Coors Batch 19 Replicates Pre-Prohibition Beer Using Recipe From Before 1919

What Did Coors Taste Like Before Prohibition?

An abridged history of Prohibition reads something like this:

A sad day on January 16, 1919 saw the the implementation of the 18th Amendment to the U.S. Constitution and subsequent outlaw of alcohol. Brewing companies, beset with tragedy and loss, consoled one another over cups of hibiscus tea filled mainly with their own tears (we're making this part up). Then, 14 years later, Prohibition was repealed and brewers cast aside those tea sets to grasp once more at a destiny full of barley, hops, and malt.

At Coors, a brewing company with history dating back to 1873, the repeal of Prohibition led to business as usual. But while the same company logo was easy enough to reinstate, nobody could find the original pre-1919 recipe and the (now ubiquitous) "banquet" beer was born.

In 2004, a brewer discovered an old logbook containing the pre-1919 Coors recipe (according to KDVR the book was rescued from a flooding basement). The company decided to test it out, and, liking it, began producing "Batch 19," a pre-Prohibition style lager.
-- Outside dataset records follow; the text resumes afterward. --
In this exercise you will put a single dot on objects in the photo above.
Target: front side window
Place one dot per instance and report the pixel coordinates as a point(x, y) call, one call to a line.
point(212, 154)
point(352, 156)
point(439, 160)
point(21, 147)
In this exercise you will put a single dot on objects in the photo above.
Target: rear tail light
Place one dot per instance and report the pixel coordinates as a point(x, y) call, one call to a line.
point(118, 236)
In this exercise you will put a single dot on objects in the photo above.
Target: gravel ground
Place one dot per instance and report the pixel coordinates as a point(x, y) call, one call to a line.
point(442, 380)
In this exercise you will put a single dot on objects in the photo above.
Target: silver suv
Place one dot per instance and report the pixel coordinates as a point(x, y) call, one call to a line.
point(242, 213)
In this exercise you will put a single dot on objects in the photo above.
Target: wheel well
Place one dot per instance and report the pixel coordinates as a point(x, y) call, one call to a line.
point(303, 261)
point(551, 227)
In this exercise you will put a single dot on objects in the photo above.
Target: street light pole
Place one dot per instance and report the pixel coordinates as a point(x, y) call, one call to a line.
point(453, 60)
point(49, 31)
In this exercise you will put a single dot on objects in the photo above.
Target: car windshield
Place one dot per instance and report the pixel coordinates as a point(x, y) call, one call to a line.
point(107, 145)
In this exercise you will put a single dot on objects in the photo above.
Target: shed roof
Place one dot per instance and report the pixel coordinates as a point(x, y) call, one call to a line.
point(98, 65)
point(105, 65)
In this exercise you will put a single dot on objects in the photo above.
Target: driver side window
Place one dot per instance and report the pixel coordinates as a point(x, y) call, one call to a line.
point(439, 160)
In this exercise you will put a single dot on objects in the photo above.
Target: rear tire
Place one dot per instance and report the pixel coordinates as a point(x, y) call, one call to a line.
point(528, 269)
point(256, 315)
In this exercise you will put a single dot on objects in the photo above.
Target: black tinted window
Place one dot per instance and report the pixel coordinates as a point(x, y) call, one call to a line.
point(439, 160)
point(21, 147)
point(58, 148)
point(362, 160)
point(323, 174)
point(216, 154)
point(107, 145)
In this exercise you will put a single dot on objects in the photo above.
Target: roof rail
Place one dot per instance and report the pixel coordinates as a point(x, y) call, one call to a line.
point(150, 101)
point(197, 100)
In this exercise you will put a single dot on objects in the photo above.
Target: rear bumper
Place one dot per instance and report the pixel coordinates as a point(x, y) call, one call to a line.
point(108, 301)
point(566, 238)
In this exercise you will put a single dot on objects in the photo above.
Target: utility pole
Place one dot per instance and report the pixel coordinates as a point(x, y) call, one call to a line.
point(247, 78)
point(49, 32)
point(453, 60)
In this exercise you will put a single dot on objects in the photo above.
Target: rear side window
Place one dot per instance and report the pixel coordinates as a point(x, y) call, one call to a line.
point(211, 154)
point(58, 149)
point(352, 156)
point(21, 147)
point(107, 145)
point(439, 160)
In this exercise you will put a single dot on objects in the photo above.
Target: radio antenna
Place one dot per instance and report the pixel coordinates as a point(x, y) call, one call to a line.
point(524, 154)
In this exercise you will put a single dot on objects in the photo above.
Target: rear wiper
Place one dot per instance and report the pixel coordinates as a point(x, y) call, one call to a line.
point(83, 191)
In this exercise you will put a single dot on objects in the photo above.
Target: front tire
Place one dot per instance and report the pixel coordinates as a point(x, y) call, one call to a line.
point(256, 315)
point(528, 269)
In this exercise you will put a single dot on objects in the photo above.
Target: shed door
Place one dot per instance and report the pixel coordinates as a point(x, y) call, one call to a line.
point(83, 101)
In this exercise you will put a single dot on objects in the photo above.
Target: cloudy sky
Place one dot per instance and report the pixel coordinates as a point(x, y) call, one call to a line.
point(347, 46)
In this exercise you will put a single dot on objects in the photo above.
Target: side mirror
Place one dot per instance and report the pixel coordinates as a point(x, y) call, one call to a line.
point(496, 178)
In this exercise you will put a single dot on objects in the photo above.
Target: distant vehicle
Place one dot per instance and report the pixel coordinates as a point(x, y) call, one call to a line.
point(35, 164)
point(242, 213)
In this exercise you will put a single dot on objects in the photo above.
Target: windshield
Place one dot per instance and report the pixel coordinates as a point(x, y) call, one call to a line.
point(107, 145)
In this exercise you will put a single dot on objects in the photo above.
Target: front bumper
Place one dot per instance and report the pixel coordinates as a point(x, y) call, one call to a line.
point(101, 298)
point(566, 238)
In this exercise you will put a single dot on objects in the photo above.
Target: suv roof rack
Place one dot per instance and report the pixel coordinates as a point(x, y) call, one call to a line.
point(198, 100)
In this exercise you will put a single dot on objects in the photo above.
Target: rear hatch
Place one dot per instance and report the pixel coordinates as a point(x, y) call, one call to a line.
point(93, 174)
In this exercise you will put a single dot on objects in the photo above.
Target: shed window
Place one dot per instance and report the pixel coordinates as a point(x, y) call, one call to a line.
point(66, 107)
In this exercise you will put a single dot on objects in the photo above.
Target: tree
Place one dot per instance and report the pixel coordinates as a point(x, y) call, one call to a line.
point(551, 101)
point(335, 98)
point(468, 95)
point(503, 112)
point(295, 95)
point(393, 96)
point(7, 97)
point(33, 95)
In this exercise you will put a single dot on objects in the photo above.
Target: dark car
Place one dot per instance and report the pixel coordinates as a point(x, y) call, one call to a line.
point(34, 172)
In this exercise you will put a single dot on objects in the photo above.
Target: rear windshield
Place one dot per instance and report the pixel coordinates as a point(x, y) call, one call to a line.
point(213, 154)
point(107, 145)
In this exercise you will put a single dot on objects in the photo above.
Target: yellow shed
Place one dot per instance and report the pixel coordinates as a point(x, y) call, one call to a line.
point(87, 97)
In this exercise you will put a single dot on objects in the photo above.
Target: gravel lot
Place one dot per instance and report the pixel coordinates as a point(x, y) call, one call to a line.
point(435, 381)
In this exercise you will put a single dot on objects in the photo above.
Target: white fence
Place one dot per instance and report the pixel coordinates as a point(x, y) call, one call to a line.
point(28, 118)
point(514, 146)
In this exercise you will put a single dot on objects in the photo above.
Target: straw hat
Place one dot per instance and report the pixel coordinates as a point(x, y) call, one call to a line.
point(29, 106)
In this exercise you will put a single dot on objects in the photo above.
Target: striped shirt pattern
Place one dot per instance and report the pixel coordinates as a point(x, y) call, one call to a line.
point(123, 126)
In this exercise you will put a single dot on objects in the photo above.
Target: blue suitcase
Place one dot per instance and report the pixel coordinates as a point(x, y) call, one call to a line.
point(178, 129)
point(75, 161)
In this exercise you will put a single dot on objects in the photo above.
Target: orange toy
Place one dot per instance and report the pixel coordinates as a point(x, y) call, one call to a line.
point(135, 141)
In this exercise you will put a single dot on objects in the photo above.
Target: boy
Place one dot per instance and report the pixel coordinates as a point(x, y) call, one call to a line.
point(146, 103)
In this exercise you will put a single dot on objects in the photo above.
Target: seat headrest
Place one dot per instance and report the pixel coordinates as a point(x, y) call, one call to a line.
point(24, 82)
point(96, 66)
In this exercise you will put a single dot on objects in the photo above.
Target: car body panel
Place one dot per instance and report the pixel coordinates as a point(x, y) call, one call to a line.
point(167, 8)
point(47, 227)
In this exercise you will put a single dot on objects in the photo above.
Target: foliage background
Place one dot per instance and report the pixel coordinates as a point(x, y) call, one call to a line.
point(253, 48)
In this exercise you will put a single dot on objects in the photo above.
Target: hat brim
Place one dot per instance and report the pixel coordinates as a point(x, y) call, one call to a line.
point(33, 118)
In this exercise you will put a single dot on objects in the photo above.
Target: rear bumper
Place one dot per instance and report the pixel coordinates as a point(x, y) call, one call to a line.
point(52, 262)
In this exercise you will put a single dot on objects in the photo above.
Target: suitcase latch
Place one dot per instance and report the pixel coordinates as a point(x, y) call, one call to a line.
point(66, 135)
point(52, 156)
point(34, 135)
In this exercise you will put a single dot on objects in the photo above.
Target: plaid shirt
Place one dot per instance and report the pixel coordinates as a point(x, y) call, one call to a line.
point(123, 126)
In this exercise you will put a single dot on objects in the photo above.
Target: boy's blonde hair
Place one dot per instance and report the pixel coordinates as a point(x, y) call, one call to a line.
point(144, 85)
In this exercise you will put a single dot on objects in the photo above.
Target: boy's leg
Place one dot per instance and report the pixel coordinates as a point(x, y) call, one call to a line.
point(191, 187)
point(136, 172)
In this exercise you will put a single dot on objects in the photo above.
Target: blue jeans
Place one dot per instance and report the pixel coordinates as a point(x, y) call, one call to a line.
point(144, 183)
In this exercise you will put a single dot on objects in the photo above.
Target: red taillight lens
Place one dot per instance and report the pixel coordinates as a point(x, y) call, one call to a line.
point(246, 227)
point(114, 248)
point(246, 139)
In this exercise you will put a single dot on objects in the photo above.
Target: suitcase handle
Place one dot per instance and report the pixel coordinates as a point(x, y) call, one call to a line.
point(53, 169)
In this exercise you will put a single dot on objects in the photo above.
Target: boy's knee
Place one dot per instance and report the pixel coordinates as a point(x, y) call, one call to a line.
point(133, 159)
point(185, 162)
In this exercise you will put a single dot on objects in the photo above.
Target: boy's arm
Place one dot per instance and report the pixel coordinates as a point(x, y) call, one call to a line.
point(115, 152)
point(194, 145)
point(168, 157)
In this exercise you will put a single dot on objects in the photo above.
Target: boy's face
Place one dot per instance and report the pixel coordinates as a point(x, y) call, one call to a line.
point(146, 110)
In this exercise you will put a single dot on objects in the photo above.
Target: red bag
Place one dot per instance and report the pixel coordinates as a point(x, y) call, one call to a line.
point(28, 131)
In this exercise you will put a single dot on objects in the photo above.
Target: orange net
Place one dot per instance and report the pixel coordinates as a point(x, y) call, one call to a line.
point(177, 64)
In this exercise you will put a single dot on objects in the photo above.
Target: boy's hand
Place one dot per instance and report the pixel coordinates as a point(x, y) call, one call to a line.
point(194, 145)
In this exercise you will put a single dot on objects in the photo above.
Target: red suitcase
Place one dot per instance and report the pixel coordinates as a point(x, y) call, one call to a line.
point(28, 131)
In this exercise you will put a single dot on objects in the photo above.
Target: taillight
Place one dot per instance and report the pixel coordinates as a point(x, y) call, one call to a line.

To answer your question: yes, it seems like a gigantic marketing stunt. And when you consider Batch 19 isn't brewed according to the exact recipe, just inspired by it, eyebrows are likely to raise even higher.

Master brewer Keith Villa countered those claims in an interview with Metromix, explaining:

We didn’t have the same yeast, or the same hops or the same malt. Literally those ingredients have passed into history to be replaced with more modern versions. We tried to recreate best as we could the recipe that they made back then using modern ingredients ... The net result is a beer that’s very malty, medium-bodied, full-flavored with a really nice assertive hop character to it. We think it truly represents what they would have made and drunk before 1919 when prohibition put an end to brewing.

It's certainly a compelling story. And according to ratings, a fairly decent brew to boot. Reviews on Beer Advocate range from "a weaker American Pale Ale," and "a nice little beer in a Schlitz Gusto sort of way," to the all-telling "I'd order one again if the choices were limited."

An about-face by big brewers in recent years has seen micro-brew styles coming from MillerCoors, Budweiser, etc. Among these are Blue Moon, Shock Top, Batch 19, American Ale, Colorado Native, and a handful of others. Will the big boys co-opt the craft beer movement? Unlikely, though we're happy to see the little guys making waves.